Saturday, 14 March 2009

227 Lears

Perhaps it's a generational thing, or perhaps it's a personal foible, but I struggle with history. Or rather I struggle to acquire it: to horde it obsessively, to assemble it within a linear chronology to be reeled off like a stretch of Pi, or to gather up a cache of names, dates, places and other capitalised chunks of data that demonstrate the knowledge of a subject. I think it's just because I've always had a terrible memory, especially for facts. I'd really make a poor historian.

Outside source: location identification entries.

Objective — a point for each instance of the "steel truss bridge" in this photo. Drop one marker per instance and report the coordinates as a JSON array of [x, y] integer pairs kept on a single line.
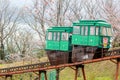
[[113, 55]]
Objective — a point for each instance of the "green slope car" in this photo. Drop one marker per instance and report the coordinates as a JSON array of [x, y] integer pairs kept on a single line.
[[86, 39], [90, 39], [58, 44]]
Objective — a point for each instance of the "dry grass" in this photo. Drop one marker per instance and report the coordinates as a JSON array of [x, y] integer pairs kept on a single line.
[[24, 62]]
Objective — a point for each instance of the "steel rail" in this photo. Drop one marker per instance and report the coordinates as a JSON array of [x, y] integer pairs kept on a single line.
[[47, 66]]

I have, however, always been fascinated by the process itself. I think the human obsession with story-boarding the past is astonishing. Where does it come from? Although history is associated with documenting the past, it could just as easily find its origins in more selfish motives. Ancient Egyptian pharoahs insisting upon stone-carved biographies of their lives were presumably not thinking of the past, but of projecting their own egos into an imagined future, where generations to come would know of their legacies long after their physical death. And it worked. History, from the ancients through to David Irving, seems to be 'done' for a number of reasons, but always with one more or less constant desire: to put the present in some kind of logical context. Rather than leaning too heavily on absolute relativism or absolute imperialism, history has always seemed to me to represent a dialectic between the two: a compromise between recorded events and personal attempts to colour the world with one's own beliefs. Certainly both exist and inform the process of telling the past.

It's in this spirit that I find myself thinking about what is a simultanously tedious and interesting idea: namely that things were better in the past. Of course one could point to the simplest explanation, that it is a belief fostered and propagated by older folk, who need (or choose) to see the generation following their own as deficient in order to bolster their own collective egos. Douglas Adams called it 'clique maintenance'. That's true and real enough.

But it seems to be an increasingly popular attitude among younger people, in Britain at least. For these people the fabled 'golden generation', be it of music, art, cinema, national cricket, or anything else, is always tantalisingly out of reach. It is immaculate because it arrives to us fully formed, a coherent narrative that cannot be tampered with. It is a morbid fascination for sure, and one that finds its apogee in death. Much has been written about the immaculate figure of the youthful corpse. River Phoenix, Jeff Buckley, Ian Curtis, Rimbaud, Aaliyah, James Dean, so on. Even the messiest of lives, such as Kurt Cobain's, prove attractive by way of fossilising so compactly. Morrissey, himself idolised and written about extensively, put it rather bluntly in 'Munich Air Disaster 1958': 'They can't hurt you / And their style will never desert you / Why? Because they're all safely dead.'

Why do even the young now feel the need to reject their own present for a past they weren't alive to experience? It seems as though the teenagers of the 1950s and 60s, those who rejected their parents values and formed their own, are now idolised by a generation reluctant to think for themselves. And yet that isn't quite the case. The truth, I think, is that a great deal of people felt the same way then. History does not remember the dull and the reticent. It is an ironic facet of the historicising process that those who reject the past are destined to become part of it. Marx's dialectical materialism in action.

The history of modern history, then, seems to tell a story in which the hero rejects received opinion and forges a new philosophy. It seems a shame to use it in order to knock current social, cultural and political endeavours in this light, but the appeal of doing so will presumably endure. If history is about making sense of the past, we will surely be drawn to its book-ending qualities ever more feverishly as the present splays into a frayed knot of potential endings. We do not know where we may go from here. The 1958 Manchester United side eulogised in Morrissey's song never won the European Cup they were competing in that season. Their potential was unknown then, though much feted. Death, however, now renders that potential infinite. It is the blessing of the dead that their portfolio will forever remain unsullied. Who knows? Joy Division's third album could have been crap.

It is important to remember the past, just as it is important to remember that it was once the present, with uncertainties and a weight of history upon its own back, as we carry the weight of theirs now. It is always difficult to love something in the present, perhaps because we are increasingly too insecure to develop an emotional attachment to something which might fail, or die, or, worst of all, disappoint. The best we can do is to take a chance on what seems right, and maybe carve a little history of our own.